Photo by Nick Staal on Unsplash
Op 19 november 2021 vond de derde kennisdag van het Nationaal Lectorenplatform Gebouwde Omgeving (NL-GO) plaats. Wederom een online ‘meeting’. De derde kennisdag stond in de teken van twee inhoudelijke onderwerpen:
Naast de vertegenwoordiging vanuit verschillende lectoraten van zeven hogescholen (Avans, Haagse Hogeschool, Hanze, HU, HvA, HZ en Saxion), namen ook de vertegenwoordigers van Bouwend Nederland, Domein Built Environment en Regieorgaan SIA deel aan het programma. Onderstaand de gezamenlijke conclusies en vervolgacties.
Meerwaarde praktijkgericht onderzoek
Voor een goede positionering van praktijkgericht onderzoek is het belangrijk om in kaart te blijven brengen wat de meerwaarde ervan is. Door een duidelijk inhoudelijk verhaal in combinatie met steeds ontwikkelende casussen. En ondanks de situatie waarin vooralsnog ‘ieder voor zich bezig is’, mede doordat bijvoorbeeld ruimtelijke ontwikkeling in de loop der jaren versnipperd is geraakt of dat verschillende calls dat vereisen, werken aan gezamenlijk reflecterend vermogen over praktijkgericht onderzoek als een key-enabling-methodology. Het is nodig om de generieke werkwijze bij praktijkgericht onderzoek scherper te formuleren, waarbij het heel belangrijk is om niet zichzelf los in regio’s terug te trekken. Bouwend Nederland: “blijven focussen op zichtbare aansluiting met de ‘technologisch gedreven’ landelijke kennis- en innovatieprogramma’s en processen, en tegelijkertijd de ‘integraal gedreven’ regionale aanpak laten horen en blijven voeden”.
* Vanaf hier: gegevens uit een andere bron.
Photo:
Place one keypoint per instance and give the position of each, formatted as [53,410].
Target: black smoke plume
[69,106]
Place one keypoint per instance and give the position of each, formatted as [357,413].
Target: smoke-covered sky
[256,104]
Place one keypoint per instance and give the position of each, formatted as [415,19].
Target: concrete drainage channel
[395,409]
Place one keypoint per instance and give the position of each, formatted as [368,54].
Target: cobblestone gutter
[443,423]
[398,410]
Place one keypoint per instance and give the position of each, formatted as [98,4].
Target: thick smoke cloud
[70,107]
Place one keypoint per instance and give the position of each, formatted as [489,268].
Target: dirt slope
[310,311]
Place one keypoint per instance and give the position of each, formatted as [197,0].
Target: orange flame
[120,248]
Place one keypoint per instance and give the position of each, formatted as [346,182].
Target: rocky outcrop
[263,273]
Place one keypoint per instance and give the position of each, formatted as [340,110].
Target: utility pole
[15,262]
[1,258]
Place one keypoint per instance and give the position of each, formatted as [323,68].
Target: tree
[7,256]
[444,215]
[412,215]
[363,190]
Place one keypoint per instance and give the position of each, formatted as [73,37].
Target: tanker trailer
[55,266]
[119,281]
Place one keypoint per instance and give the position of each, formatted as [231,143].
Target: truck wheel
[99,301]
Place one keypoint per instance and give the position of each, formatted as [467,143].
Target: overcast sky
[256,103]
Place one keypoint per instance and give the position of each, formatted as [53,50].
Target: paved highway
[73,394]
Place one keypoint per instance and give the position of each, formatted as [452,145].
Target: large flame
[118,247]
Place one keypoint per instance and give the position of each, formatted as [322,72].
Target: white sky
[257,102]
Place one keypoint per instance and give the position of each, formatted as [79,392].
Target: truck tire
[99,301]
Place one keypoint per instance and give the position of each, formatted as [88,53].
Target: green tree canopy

Continuïteit van lectorenplatforms blijkt geen vraag meer te zijn. Iedereen is overtuigd van de meerwaarde ervan en de aanjaagfunctie die platforms in het verbeteren van samenwerking vervullen. Regieorgaan SIA vindt platforms waardevol en daarbij hoort een vorm van ondersteuning. Domein Built Environment, dat kennisuitwisseling als focus heeft, ziet een mooie kans voor koppeling key-enabling-methodologies en praktijkgericht onderzoek aanpak: “het is regionaal uitwisselen dat verdere ontwikkeling aanjaagt”. Het beeld vanuit lectoraten is dat de uitwisseling in het verleden een ad-hoc karakter had. Nu het landelijk en beter is georganiseerd, wordt dat duidelijk als een positieve verandering ervaren en iets om vast te houden. Een welkome verdere opvolging zouden nieuwe (type) calls zijn, die samenwerking en integraliteit bevorderen. De koppeling met onderwijs verloopt inzake gebouwde omgeving direct via lectoraten. De vraag is hoe de verschillende Centers of Expertise – die interfacultair tussen academies en opleidingen, maar ook tussen hogescholen acteren – een effectieve rol te geven in de borging van continuïteit en kwaliteit.